- Born: April 19, 1935 Detroit, Michigan
- Died: October 6, 2016 (aged 81) Denver, Colorado
- Occupation: Business executive
- Known for: President of John Deere

= Hans W. Becherer =

American business executive

Hans Walter Becherer (April 19, 1935 – October 6, 2016) was an American business executive.

==Biography==
Becherer was born in Detroit, Michigan, he received his undergraduate education at Trinity College (Connecticut), where he was a member of St. Anthony Hall, and his MBA from Harvard. He became president of John Deere in 1987 and led the Company as CEO from 1989 to 2000 following the financial farm crisis of the 1980s.

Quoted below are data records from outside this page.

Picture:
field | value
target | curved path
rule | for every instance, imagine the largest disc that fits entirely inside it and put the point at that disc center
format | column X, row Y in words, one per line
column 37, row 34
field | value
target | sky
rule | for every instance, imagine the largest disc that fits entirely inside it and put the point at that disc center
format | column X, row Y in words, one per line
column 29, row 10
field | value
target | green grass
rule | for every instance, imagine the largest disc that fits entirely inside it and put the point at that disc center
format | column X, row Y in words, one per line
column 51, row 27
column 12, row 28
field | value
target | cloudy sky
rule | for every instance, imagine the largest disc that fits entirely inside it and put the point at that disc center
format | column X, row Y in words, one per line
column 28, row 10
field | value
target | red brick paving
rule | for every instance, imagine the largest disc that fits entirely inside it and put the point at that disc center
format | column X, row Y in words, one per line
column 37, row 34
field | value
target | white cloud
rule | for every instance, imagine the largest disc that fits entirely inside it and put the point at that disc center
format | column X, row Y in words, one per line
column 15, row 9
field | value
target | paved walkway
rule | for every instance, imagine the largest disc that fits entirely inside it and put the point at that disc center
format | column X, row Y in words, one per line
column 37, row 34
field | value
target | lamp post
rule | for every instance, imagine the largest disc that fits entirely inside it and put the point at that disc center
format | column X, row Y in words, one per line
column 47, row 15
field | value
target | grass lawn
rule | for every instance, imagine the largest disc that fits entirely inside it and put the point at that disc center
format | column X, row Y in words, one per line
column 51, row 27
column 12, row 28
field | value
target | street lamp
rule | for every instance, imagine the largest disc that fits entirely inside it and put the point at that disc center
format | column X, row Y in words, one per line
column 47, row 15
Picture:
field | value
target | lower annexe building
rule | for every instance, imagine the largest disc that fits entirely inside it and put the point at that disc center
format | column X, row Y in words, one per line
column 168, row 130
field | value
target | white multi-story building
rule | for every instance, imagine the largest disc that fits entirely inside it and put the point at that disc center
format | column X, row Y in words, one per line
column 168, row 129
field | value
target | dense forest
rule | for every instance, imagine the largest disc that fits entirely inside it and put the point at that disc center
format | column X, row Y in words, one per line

In 1990, Becherer also became chairman of John Deere's board when Robert Hanson retired. Under Becherer's tenure the company became a diversified, global competitor. By 1998 around 25% of Deere & Company sales revenues came from outside the United States and almost 50% of its product mix was non-agricultural. Robert W. Lane was elected to replace Becherer as CEO upon his retirement in 2000.

Becherer was inducted into the Junior Achievement U.S. Business Hall of Fame in 2004. He died in Colorado on October 6, 2016, at the age of 81. At the time of his death, he lived in Denver, Colorado.